Sevim Dagdelen kritisierte es als "verheerend einseitig, wenn Bundesaußenminister Heiko Maas und seine Kollegen weder die völkerrechtswidrige Militärpräsenz der Türkei noch die Al-Qaida-Terrorgruppen in Idlib namentlich kritisieren". Dagdelen schloss sich der Forderung nach einem sofortigen Waffenstillstand an. Leider richte er sich nicht konkret auch an die Türkei und die mit ihr verbündeten islamistischen Terrorgruppen. Die Türkei halte illegal Gebiete im Norden Syriens besetzt und unterlaufe mit ihrer Unterstützung für die Al-Qaida-Gruppe Haiat Tahrir al-Scham (HTS) die Vereinbarungen von Astana.
Stellungnahme zum Appell von 14 EU-Außenministern zu Idlib [1]

Wie die Außenpolitikerin der Linksfraktion im Bundestag zu Recht kritisiert, richtet sich der Aufruf der EU-Außenminister ausschließlich an "das syrische Regime und seine Unterstützer", die Offensive in Idlib zu beenden und den im Herbst 2018 vereinbarten Waffenstillstand wieder einzuhalten.

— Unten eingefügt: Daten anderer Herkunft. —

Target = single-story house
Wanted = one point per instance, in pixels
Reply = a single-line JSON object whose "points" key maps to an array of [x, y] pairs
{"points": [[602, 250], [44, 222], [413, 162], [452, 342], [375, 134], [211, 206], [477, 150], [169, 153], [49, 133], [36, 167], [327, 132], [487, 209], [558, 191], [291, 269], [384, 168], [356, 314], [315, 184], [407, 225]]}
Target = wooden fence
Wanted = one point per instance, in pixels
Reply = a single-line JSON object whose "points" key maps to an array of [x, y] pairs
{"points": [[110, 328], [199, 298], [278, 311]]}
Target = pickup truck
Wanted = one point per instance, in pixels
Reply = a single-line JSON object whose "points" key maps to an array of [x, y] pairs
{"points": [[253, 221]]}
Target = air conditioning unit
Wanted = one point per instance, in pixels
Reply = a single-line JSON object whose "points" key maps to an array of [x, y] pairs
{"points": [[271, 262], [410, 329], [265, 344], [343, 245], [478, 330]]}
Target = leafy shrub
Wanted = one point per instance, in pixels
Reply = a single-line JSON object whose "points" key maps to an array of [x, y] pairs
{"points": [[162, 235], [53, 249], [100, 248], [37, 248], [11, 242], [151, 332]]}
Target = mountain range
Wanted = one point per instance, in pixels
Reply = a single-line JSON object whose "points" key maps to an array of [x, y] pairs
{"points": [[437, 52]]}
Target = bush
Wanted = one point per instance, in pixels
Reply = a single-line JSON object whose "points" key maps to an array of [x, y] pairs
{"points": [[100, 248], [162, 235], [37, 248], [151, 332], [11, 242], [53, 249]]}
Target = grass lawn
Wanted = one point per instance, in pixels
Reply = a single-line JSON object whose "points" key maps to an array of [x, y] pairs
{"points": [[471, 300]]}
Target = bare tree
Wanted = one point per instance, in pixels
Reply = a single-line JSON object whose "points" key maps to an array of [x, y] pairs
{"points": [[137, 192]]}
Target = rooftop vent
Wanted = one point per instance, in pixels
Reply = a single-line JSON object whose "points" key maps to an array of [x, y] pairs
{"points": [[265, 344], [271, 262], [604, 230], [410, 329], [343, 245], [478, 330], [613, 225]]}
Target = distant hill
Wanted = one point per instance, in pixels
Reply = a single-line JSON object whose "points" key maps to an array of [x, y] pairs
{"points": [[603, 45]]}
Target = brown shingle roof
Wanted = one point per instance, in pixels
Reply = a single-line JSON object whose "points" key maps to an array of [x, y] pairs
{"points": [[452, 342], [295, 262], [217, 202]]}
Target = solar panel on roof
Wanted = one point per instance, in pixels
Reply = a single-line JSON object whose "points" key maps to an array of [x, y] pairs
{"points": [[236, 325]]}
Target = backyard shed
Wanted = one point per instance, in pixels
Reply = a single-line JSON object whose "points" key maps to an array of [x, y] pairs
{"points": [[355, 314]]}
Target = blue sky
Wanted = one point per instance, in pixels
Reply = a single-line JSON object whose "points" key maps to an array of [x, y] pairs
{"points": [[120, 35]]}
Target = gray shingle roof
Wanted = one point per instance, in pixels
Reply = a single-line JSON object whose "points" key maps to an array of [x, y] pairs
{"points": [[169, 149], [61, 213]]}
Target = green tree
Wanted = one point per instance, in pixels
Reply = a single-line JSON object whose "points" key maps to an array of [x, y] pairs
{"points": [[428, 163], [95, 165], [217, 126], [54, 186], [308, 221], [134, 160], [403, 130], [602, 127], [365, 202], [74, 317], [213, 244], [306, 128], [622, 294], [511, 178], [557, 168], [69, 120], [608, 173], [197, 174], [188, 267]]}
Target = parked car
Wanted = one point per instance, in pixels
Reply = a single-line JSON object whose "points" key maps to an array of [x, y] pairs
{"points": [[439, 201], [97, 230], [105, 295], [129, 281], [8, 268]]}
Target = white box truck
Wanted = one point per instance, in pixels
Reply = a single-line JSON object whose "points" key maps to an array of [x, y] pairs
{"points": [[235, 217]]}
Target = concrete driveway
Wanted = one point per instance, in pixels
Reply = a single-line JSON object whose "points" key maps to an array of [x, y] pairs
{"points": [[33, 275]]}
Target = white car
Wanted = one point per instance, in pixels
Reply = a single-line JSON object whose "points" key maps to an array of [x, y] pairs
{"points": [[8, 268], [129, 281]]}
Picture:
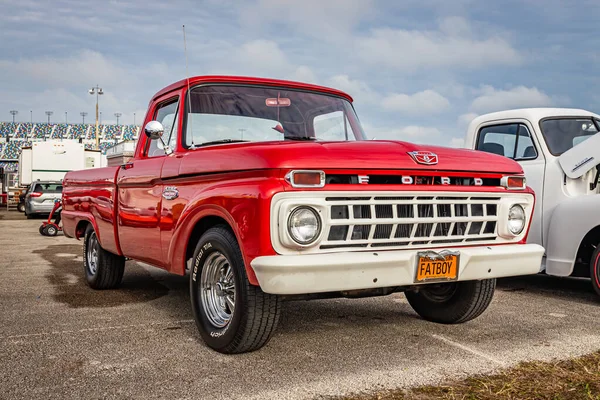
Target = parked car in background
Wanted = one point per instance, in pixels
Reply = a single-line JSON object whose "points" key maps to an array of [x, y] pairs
{"points": [[559, 150], [40, 197]]}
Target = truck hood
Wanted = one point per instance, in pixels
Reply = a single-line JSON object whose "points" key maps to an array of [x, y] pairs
{"points": [[372, 154], [578, 160]]}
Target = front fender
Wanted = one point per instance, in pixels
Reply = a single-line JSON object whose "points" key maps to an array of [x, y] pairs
{"points": [[571, 221]]}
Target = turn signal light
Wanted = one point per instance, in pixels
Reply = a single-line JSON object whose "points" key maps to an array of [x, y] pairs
{"points": [[306, 178], [514, 182]]}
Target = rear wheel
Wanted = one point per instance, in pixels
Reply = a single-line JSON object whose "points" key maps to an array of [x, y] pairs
{"points": [[595, 270], [452, 303], [232, 315], [103, 269]]}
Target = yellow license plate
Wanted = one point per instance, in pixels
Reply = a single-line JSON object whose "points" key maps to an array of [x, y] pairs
{"points": [[437, 266]]}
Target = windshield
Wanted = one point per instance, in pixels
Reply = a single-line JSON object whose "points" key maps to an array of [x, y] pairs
{"points": [[565, 133], [239, 113]]}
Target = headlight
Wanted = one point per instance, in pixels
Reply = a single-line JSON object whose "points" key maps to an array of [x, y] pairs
{"points": [[516, 219], [304, 225]]}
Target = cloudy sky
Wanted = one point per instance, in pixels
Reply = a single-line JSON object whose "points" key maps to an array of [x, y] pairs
{"points": [[419, 70]]}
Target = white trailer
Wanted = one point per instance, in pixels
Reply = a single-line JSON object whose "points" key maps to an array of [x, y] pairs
{"points": [[51, 160]]}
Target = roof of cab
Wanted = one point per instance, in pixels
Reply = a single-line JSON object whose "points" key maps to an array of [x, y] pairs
{"points": [[251, 81], [533, 114]]}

Rußland dürfe den Sicherheitsrat der Vereinten Nationen in den kommenden Monaten nicht daran hindern, "den Mechanismus für den grenzüberschreitenden Transport dringendst benötigter humanitärer Hilfsgüter nach Nordwestsyrien zu erneuern". Völlig ausgespart bleibt der Angriffskrieg der Türkei und die Okkupation im Norden des Nachbarlandes, die sich insbesondere gegen die kurdischen Gebiete und deren Bevölkerung richtet. Während Berichte deutscher Medien der extremen Bedrängnis der nahezu eine Million in Idlib geflohenen Menschen breiten Raum einräumen, verlieren sie selten ein Wort über die Situation im Nordosten des Landes, wo ebenfalls sehr viele Flüchtlinge Zuflucht suchen, sich aber die Lage für alle dort lebenden Menschen in Folge der türkischen Aggression dramatisch zugespitzt hat.

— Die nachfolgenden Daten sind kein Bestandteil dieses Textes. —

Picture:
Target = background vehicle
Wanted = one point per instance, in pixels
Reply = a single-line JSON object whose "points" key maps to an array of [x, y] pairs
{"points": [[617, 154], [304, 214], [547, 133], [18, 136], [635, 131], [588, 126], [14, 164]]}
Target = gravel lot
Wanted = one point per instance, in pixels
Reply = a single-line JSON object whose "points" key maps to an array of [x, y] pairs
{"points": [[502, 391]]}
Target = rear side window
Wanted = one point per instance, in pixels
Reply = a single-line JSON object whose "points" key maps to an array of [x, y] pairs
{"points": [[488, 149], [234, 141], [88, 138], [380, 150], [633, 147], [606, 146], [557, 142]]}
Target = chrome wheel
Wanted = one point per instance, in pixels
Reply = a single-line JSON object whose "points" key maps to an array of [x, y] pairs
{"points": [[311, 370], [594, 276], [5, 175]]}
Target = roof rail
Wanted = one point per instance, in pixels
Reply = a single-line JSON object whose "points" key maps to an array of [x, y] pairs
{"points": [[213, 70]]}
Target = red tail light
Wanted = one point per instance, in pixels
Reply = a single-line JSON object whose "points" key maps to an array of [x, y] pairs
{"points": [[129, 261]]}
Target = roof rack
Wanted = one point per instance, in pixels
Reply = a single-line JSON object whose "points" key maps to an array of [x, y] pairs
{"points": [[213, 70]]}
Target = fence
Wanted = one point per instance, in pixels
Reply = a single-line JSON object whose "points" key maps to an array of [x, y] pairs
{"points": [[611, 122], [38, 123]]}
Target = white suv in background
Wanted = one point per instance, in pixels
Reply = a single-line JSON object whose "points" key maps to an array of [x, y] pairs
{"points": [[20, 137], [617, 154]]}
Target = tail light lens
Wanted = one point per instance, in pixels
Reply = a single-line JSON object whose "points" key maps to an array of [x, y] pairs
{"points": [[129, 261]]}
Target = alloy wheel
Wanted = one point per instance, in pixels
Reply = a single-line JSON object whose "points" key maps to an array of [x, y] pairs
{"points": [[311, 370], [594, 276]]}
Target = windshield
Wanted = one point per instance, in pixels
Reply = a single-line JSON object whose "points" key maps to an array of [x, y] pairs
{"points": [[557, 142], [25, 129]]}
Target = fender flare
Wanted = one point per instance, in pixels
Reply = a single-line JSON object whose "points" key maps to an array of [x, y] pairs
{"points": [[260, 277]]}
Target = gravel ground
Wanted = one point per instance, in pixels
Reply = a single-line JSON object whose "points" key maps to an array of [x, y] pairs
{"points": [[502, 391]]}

Unter Berufung auf Angaben der kurdischen Selbstverwaltung berichtet al-Monitor, daß mit der Türkei verbündete islamistische Milizen eine Anlage für die Wasserversorgung in Ras al-Ain (kurdisch: Sere Kaniye) außer Betrieb gesetzt haben. Davon betroffen seien 460.000 Menschen, darunter auch die Bewohner von Flüchtlingslagern sowie die Lager von IS-Gefangenen, darunter al-Hol mit knapp 70.000 Personen. Demnach sind Milizen in die "Alok"-Pumpstation eingedrungen, haben die syrischen Techniker verjagt und den Betrieb eingestellt. Auch in einem Bericht der kurdischen ANF-News ist davon die Rede, daß die Wasserversorgung im Nordosten Syriens teilweise abgeschnitten sei. Die syrische Nachrichtenagentur Sana macht "türkische Söldner" für die bereits seit mehreren Tagen stillgelegte Versorgung verantwortlich, von der bis zu 600.000 Menschen in der Region Hasaka betroffen seien. [2]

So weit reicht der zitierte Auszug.